Materials and Methods


In total, 2873 mice (1351 males and 1522 females) were live-trapped at 166 sites scattered across a 145 × 50 km transect stretched from western Bohemia (Czech Republic) to north-eastern Bavaria (Germany) (Fig. 1 and Table S1). Most of the captured mice were euthanized and dissected directly in a field laboratory. The remaining mice were transported to a breeding facility at Department of Population Biology in Studenec and dissected after laboratory-based experiments. DNA was extracted from spleen and/or tail using DNeasy® 96 Tissue Kit (Qiagen GmbH, Hilden, Germany) following the manufacturer's instructions.


Altogether, 24 diagnostic X-chromosome markers were scored. Their positions on the physical map (in Mb) according to NCBI Build 37.1 are given, along with numbers of individuals scored for particular markers, in Table S2 (see also Fig. 2). Eleven of the markers were transposable elements, nine SINEs (B1 and B2) and two LINEs. Primers and reaction conditions for Btk and Tsx were described in Munclinger et al. (2003); for Syap1, see Macholán et al. (2007). Primer sequences, expected product sizes, and annealing temperatures for remaining insertions are given in Table S2.

Figure 2.

Markers on the X chromosome analyzed in this study. Insertions are displayed on the left side and SNPs on the right side.

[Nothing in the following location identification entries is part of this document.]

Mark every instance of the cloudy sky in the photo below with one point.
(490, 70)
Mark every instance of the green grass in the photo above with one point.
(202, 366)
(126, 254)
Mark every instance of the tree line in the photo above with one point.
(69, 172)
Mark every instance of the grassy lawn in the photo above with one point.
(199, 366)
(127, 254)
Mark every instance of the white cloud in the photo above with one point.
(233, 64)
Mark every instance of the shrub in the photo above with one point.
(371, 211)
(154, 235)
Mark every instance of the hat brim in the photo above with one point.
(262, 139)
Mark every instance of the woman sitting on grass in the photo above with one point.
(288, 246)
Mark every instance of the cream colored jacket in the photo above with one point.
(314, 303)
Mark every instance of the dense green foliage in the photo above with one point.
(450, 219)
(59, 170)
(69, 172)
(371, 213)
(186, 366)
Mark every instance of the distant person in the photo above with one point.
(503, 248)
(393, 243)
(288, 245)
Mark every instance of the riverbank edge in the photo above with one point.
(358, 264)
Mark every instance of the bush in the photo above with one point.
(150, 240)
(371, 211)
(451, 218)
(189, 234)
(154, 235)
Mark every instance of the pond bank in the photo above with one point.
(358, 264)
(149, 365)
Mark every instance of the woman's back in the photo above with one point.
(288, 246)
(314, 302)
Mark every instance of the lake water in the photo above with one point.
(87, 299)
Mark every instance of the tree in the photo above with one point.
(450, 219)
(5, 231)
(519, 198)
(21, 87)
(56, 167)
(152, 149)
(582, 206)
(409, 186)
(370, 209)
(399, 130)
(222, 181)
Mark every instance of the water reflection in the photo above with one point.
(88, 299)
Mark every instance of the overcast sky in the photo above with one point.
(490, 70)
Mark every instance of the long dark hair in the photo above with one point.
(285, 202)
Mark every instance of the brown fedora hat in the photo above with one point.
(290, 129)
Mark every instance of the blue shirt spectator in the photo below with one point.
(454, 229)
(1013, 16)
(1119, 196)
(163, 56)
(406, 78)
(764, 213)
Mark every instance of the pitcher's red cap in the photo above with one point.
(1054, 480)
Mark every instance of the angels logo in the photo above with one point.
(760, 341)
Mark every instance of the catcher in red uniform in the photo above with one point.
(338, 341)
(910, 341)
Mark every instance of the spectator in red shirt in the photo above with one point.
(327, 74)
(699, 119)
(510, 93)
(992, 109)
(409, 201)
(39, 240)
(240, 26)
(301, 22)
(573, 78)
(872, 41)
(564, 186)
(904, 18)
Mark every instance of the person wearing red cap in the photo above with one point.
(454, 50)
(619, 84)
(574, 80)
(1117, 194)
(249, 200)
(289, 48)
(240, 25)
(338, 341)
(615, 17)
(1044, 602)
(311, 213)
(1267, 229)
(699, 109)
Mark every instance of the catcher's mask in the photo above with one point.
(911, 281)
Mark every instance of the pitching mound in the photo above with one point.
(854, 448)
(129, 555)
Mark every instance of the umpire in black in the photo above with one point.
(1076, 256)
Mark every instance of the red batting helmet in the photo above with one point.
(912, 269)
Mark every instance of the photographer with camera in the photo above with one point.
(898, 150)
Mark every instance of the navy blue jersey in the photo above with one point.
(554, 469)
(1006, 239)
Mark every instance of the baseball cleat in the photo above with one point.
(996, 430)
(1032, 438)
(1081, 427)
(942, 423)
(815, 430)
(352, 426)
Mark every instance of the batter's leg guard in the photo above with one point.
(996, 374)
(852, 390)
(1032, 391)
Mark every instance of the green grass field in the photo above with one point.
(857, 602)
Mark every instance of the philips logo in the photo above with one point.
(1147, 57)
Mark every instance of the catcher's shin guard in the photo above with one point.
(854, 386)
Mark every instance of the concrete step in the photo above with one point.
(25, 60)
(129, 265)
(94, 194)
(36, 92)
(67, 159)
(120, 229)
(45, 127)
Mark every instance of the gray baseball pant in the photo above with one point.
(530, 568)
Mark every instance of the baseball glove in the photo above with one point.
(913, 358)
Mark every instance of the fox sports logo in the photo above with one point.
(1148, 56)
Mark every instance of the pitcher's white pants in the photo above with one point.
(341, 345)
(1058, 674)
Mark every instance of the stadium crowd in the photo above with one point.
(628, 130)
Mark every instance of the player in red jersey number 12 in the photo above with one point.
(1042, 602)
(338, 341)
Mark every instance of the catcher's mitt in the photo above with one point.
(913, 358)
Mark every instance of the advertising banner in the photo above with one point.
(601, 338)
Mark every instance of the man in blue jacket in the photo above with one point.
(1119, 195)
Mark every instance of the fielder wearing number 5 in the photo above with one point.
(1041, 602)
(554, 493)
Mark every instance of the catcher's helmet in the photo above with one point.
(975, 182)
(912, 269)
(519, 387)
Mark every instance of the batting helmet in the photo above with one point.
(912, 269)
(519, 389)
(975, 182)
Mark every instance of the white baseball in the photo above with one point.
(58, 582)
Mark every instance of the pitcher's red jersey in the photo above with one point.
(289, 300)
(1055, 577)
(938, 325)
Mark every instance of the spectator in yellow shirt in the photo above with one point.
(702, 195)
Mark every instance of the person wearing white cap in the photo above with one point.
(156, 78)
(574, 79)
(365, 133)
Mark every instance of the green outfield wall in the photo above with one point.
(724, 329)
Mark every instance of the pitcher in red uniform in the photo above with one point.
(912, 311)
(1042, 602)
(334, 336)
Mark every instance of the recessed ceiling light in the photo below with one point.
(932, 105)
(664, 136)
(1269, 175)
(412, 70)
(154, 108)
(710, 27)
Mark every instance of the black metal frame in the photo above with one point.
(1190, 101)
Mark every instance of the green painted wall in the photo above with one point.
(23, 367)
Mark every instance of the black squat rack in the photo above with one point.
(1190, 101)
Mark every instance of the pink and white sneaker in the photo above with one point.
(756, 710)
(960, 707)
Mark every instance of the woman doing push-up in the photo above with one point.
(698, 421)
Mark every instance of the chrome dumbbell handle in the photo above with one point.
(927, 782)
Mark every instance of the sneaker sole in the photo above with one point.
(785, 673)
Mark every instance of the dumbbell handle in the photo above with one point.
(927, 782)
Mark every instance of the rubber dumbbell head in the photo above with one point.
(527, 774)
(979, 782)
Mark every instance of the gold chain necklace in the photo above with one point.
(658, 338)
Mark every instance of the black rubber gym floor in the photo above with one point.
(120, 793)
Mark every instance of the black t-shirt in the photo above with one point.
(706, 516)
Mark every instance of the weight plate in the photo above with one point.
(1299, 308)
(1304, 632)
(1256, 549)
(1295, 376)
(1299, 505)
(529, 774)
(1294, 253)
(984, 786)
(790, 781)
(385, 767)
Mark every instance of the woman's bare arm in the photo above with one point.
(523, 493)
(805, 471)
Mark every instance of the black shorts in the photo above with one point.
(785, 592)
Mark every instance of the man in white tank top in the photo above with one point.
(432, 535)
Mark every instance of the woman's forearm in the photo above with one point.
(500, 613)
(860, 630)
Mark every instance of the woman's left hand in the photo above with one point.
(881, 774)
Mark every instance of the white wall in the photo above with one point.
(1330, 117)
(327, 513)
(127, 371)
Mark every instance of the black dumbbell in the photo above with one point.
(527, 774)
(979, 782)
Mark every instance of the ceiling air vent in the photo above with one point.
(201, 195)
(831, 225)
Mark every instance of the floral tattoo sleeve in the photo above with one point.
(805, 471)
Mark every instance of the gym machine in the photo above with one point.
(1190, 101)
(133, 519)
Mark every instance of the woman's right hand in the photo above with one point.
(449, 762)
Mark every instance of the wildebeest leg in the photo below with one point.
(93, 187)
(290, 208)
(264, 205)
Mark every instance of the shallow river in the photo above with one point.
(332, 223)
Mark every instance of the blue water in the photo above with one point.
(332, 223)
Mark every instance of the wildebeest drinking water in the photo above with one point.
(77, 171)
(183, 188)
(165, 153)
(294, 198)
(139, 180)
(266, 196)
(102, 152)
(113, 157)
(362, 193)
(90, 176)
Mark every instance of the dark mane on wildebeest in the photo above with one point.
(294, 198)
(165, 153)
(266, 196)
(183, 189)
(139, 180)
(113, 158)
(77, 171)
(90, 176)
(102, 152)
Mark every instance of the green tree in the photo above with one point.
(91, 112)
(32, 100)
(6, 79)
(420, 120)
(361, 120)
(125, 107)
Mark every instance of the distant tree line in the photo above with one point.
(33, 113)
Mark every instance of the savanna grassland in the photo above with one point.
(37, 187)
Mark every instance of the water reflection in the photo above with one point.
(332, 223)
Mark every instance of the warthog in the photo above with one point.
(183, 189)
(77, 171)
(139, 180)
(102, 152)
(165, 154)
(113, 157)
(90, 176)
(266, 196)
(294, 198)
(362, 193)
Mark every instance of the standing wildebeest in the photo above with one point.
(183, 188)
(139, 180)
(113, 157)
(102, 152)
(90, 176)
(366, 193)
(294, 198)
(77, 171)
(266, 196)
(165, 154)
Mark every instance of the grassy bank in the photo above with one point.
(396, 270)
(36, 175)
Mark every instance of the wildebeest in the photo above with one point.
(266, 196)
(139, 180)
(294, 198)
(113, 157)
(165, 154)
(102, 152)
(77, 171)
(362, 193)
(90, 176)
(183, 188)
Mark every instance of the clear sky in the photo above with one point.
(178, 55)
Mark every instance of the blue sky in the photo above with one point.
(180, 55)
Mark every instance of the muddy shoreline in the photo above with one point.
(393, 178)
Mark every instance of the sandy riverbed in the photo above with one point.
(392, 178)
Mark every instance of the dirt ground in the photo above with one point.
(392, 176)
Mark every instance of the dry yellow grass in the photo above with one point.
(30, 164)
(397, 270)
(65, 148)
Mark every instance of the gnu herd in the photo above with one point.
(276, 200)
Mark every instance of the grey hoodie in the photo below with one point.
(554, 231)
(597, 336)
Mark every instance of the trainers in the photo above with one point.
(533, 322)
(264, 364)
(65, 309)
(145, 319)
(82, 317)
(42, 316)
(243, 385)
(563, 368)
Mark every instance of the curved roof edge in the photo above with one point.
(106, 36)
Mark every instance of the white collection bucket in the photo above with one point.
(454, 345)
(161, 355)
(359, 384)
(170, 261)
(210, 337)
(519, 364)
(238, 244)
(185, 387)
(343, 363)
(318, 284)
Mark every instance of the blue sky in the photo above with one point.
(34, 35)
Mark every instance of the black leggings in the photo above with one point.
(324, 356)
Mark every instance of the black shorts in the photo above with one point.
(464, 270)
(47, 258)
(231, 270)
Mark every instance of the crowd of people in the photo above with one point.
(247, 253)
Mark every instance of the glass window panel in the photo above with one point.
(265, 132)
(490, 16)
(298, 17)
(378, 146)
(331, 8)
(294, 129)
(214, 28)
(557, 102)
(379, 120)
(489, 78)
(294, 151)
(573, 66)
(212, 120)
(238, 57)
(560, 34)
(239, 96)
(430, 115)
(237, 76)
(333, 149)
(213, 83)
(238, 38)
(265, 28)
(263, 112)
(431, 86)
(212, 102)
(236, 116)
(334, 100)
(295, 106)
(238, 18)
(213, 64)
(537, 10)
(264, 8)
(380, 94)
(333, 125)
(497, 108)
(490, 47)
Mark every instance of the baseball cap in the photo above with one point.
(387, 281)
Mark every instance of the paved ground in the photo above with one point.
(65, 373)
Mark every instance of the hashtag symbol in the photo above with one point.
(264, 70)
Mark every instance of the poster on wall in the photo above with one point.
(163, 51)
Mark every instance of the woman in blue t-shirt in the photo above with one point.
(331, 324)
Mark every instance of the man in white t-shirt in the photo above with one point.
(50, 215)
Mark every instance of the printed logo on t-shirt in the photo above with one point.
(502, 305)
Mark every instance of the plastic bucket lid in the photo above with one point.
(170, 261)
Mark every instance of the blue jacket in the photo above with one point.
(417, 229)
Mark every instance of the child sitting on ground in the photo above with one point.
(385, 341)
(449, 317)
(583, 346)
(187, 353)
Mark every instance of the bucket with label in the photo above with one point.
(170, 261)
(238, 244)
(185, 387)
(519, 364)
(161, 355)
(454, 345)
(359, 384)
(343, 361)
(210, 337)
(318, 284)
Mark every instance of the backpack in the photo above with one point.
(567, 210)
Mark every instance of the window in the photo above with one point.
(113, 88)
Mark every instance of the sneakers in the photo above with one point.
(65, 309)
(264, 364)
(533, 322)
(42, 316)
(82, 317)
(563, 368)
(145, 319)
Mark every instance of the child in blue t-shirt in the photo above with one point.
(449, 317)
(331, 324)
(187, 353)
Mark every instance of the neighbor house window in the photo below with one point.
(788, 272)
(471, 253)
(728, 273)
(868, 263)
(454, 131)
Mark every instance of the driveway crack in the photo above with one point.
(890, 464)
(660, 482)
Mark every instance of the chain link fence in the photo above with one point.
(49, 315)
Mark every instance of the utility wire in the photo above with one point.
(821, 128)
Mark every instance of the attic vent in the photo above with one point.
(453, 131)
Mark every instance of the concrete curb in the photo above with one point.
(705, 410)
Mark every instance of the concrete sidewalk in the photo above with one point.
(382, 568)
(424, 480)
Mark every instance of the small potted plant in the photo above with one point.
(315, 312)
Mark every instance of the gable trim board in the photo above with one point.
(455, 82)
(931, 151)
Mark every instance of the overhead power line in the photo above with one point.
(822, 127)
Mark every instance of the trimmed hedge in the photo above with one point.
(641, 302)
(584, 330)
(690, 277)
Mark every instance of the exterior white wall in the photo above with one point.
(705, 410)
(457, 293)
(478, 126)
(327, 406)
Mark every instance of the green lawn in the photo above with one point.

Templates were amplified using the Mastercycler®ep (Eppendorf, Hamburg, Germany) in 10-μl volume under the following conditions: 2 mM MgCl2, 0.2 μM primers (0.3 μM for X65C), 100 μM dNTPs and 0.5U Taq polymerase (Invitrogen Corp., Carlsbad, CA). PCR conditions were: a 3-min activation step at 94°C was followed by 35 cycles of 45 s at 94°C, 45 s at 60–65°C (Table S3), and 45 s at 72°C; a final elongation step lasted 5 min at 72°C. For XL1_332L07, we applied Multiplex PCR Kit (Qiagen; 0.2 μM concentration of primers) in 5-μl volume under conditions described in the producer's protocol; XL1_323P19 marker was amplified in the presence of an (NH4)2SO4 reaction buffer (Invitrogen). PCR products were run on 2% agarose gels and visualized either by Ethidium Bromide or GoldView™ Nucleic Acid Stain (SBS, Beijing, China). Genotypes were deduced from the size of the amplified DNA fragments (longer in the presence of an insertion). To verify PCR reactions, we analyzed samples from wild-derived inbred strains STRA and BUSNA representing both subspecies (Piálek et al. 2008) and F1 hybrid females as a control. The remaining 13 markers were SNPs used by Payseur et al. (2004) and analyzed as described in Dufková et al. (2011).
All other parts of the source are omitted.